Putting huge numbers of ordinary CPUs on a chip only helps until the memory bus ...

da_chicken · on July 16, 2015

Die size isn't really about packing more cores into a CPU. it's about packing more CPUs on a wafer. The material cost is the largely the same. Smaller die sizes are about your quality control with masks and deposits.

Given a 300mm diameter wafer and a 10mm square CPU die at 14nm you get about 700 CPUs per wafer (Pi * diameter * diameter) / (4 * die * die) (https://en.wikipedia.org/wiki/Wafer_(electronics)#Analytical...). If you change that 10mm CPU to 10nm, you'll have about a 7.2mm square CPU die. That's nearly 1400 CPUs per wafer. Even if you get 100% of CPUs from the 14nm die, once your yield hits 50% on 10nm the 10nm process produces more for the same cost. Now you can either reap the profits, or reduce costs.

orlp · on July 16, 2015

I'm no expert, but isn't there another technique in play as well?

As you get smaller you can duplicate CPU components to make your chip fabrication more robust against errors. If a component is faulty on the die, the CPU can be patched to use the other (identical) component.

Animats · on July 16, 2015

The Cell did that. They really had 9 Cell processors on the chip, but only 8 of them were enabled on any given PS3.

Patching at a lower level has been tried, but it's usually more trouble in manufacturing than it's worth. There's a long history of workarounds for low yield, but the fab industry has usually been able to fix the fab problems and get the yield up.
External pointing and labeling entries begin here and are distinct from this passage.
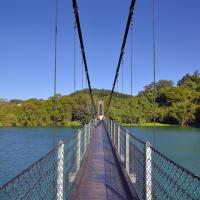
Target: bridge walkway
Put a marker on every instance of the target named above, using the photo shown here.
(101, 177)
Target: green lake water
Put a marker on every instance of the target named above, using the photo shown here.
(20, 147)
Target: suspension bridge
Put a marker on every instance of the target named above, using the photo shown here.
(104, 160)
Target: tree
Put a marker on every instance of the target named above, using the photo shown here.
(190, 81)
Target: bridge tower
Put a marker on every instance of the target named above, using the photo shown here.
(100, 109)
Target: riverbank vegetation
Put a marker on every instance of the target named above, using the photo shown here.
(175, 105)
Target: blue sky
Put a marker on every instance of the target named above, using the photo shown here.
(27, 44)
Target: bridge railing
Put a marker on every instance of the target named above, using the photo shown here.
(52, 176)
(153, 175)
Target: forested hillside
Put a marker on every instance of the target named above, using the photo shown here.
(175, 104)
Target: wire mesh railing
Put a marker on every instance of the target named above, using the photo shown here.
(153, 175)
(51, 177)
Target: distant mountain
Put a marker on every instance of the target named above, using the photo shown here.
(100, 93)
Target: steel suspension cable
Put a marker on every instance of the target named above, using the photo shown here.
(82, 64)
(83, 52)
(74, 55)
(131, 57)
(131, 9)
(55, 66)
(154, 63)
(122, 66)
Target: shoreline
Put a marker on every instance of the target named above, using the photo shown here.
(149, 124)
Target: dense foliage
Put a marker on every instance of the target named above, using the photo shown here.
(173, 105)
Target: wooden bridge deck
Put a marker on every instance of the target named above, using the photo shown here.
(100, 177)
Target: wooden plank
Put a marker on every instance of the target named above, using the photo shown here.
(100, 178)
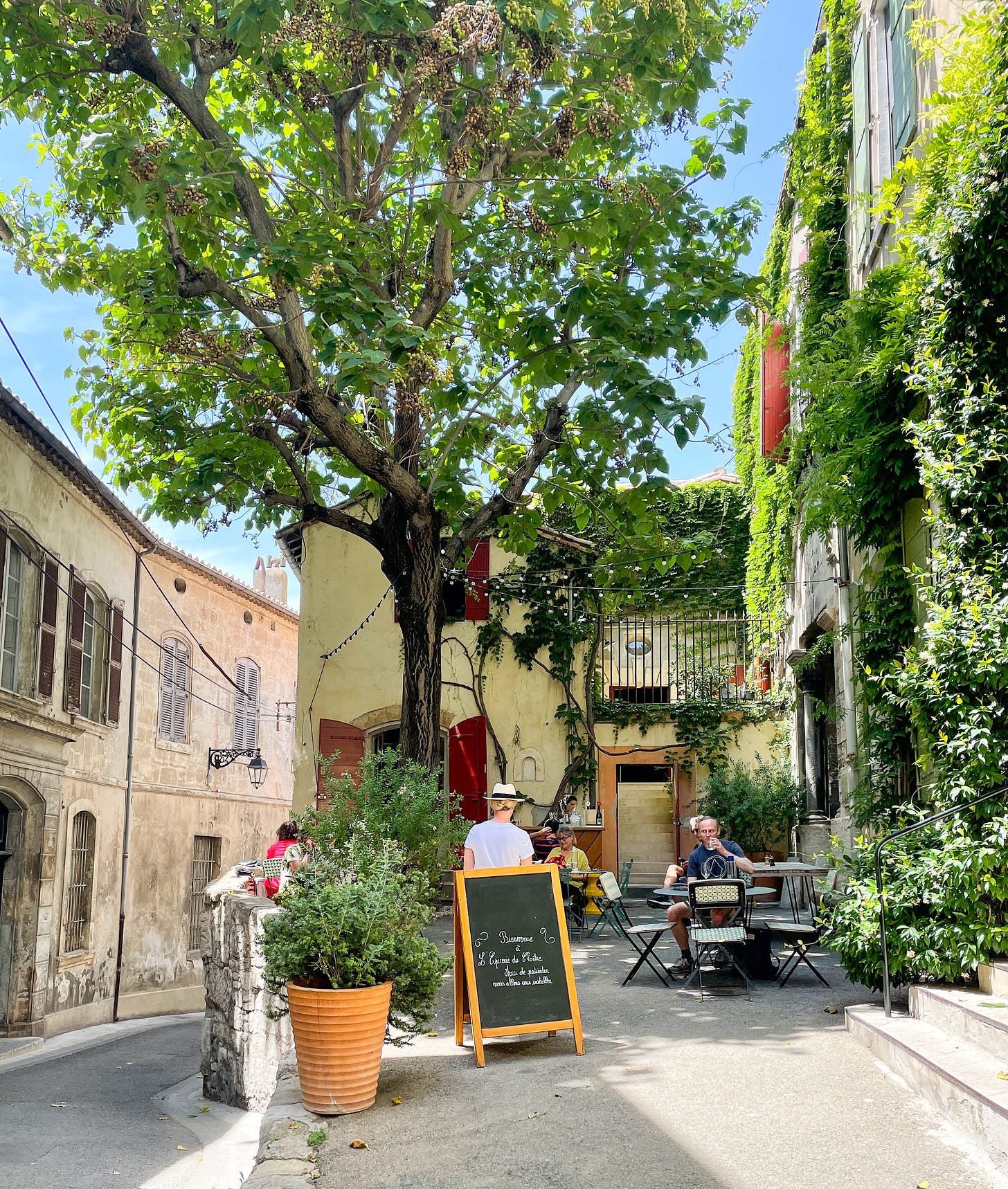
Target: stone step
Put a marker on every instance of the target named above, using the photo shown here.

Except for memory devices, where patching out bad columns is standard.

daemin · on July 17, 2015

You're off by 1 there, there were 8 SPU's on a Cell chip, 1 was disabled to account for manufacturing defects, and another was reserved for exclusive use of the O. Leaving the developer with 6 SPU's to use.

monocasa · on July 17, 2015

I think he's including the PPE in his count of 9 processors.

TheLoneWolfling · on July 17, 2015

Unfortunately, you end up having to make the interconnects longer to accommodate the additional redundant components, which ends up slowing everything down.

It's a tradeoff that's not always worth it.

monocasa · on July 16, 2015

This is done in quite a few places including GPUs.

bravo22 · on July 16, 2015

That only works for things like on-board SRAM

nickpsecurity · on July 16, 2015

I mainly agree with that sentiment. What do you think about the TOMI tech, though?

http://www.venraytechnology.com/Making%20a%20Frosted%20Cake%...

I think it was a brilliant reframing of the problem: move CPU's to memory with its cost-benefit analysis rather than vice versa (status quo). The design also achieves what some exascale proposals are trying to achieve with R&D in terms of better integrating CPU & memory with lower energy. It's also massively parallel (128 cores) and optimized for big data. Close to your next big thing.

It's main risk right now is that DRAM vendors are more conservative and mass market than most fabs. There's not all this MOSIS, multi-project runs, and so on. Their low-volume cost is currently high (tens of thousands). They might be facing a chicken-and-egg problem in terms of hitting enough volume to get a nice, production deal. I do like their tech and think it has far more potential than what they're doing right now.

minthd · on July 16, 2015

>> It's main risk right now is that DRAM vendors are more conservative and mass market than most fabs.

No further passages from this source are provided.